23 Doe seyde de Koningh: Dese seyt, Dit is mijn sone die leeft, maer uw’ sone is ’t die doot is: ende die seyt, Neen, maer de doode is uwe sone, ende de levendige mijn sone.
24 Voorder seyde de Koningh, Haelt my een sweert: ende sy brachten een sweert voor het aengesicht des Koninghs.
25 Ende de Koningh seyde, Doorsnijdt dat levende kint in tween: ende geeft de eene een helft, ende de andere een helft.
26 Maer de vrouwe welckers sone de levendige was, sprack tot den Koningh, (want haer ingewant ontstack over haren sone) ende seyde, Och mijn heere, Geeft haer dat levendige kint, ende en doot het geensins niet: dese daer en tegen seyde, Het en zy noch uwe noch mijne, doorsnijdt het.

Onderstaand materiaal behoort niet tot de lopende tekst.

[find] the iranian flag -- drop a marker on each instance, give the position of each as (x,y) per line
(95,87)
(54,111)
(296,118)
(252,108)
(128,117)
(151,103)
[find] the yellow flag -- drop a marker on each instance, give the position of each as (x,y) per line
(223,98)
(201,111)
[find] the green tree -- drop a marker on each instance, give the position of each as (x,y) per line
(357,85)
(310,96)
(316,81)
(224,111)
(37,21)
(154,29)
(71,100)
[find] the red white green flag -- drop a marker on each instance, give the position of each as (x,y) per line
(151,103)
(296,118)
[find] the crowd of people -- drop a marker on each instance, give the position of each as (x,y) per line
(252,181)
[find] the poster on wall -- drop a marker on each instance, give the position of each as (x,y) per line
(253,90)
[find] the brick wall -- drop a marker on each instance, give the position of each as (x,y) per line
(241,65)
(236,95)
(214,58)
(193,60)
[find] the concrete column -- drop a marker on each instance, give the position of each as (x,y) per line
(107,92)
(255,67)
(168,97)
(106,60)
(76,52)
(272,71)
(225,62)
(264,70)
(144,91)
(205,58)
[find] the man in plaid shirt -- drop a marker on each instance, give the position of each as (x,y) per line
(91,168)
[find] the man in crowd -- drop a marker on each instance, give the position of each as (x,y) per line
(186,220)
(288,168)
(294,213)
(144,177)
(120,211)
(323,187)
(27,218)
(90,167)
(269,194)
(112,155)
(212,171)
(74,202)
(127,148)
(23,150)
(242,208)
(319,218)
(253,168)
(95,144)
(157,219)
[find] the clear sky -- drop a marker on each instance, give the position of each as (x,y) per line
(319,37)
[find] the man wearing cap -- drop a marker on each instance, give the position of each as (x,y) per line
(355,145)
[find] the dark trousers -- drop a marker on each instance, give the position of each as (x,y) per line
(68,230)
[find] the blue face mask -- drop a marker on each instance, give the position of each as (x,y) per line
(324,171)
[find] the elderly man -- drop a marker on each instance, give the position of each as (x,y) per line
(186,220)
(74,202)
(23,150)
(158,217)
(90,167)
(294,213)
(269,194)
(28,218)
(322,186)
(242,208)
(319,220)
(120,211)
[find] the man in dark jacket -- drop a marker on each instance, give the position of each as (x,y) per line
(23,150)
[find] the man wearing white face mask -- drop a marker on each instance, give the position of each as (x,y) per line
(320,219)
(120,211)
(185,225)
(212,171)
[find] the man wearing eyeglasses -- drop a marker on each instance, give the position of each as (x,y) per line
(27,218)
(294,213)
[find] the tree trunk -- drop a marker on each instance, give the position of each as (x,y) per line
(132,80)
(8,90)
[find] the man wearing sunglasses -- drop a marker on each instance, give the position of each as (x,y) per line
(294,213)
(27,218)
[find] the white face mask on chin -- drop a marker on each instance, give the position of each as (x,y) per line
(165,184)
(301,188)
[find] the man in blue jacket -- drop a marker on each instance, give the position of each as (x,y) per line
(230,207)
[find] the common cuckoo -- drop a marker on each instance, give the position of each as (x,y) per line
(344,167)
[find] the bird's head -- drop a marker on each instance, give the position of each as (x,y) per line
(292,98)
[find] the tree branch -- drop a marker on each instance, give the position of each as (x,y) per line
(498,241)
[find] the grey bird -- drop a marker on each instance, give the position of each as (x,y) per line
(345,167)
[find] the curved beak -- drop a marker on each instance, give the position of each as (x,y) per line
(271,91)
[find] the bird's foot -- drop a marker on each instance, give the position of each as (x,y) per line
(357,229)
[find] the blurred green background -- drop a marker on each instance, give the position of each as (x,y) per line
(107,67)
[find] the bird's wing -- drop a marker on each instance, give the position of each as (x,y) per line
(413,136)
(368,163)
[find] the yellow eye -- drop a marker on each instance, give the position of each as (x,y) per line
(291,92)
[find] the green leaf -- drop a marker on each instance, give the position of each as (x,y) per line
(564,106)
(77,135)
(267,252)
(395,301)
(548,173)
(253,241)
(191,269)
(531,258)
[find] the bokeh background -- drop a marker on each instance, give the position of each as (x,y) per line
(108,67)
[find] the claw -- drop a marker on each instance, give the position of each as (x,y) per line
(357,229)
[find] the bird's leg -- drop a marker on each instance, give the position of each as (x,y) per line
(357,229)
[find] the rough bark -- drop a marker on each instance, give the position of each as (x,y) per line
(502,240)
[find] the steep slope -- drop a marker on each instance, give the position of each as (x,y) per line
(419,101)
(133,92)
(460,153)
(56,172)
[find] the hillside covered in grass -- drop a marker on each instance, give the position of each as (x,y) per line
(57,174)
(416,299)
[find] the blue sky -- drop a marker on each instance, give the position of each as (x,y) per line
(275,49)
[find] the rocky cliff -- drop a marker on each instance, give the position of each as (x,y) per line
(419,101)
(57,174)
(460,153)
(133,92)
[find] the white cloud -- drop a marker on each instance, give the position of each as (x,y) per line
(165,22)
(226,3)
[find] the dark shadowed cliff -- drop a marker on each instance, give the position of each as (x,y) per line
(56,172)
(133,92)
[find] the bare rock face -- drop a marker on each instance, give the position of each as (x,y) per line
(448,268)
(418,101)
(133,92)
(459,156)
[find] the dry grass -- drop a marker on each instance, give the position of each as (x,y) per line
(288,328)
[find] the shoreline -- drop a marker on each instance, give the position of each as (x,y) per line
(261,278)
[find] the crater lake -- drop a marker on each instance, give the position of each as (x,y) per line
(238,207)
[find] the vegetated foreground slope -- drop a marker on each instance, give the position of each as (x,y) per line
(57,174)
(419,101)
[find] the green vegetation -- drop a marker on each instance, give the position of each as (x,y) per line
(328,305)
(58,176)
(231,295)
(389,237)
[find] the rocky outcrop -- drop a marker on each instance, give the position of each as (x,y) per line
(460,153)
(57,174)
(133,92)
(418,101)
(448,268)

27 Doe antwoordde de Koningh, ende seyde, Geeft die het levendige kint, ende en doot het geensins niet: die is sijne moeder.
28 Ende geheel Israël hoorde dat oordeel dat de Koningh geoordeelt hadde, ende vreesde voor het aengesichte des Koninghs: want sy sagen dat de wijsheyt Godts in hem was, om recht te doen.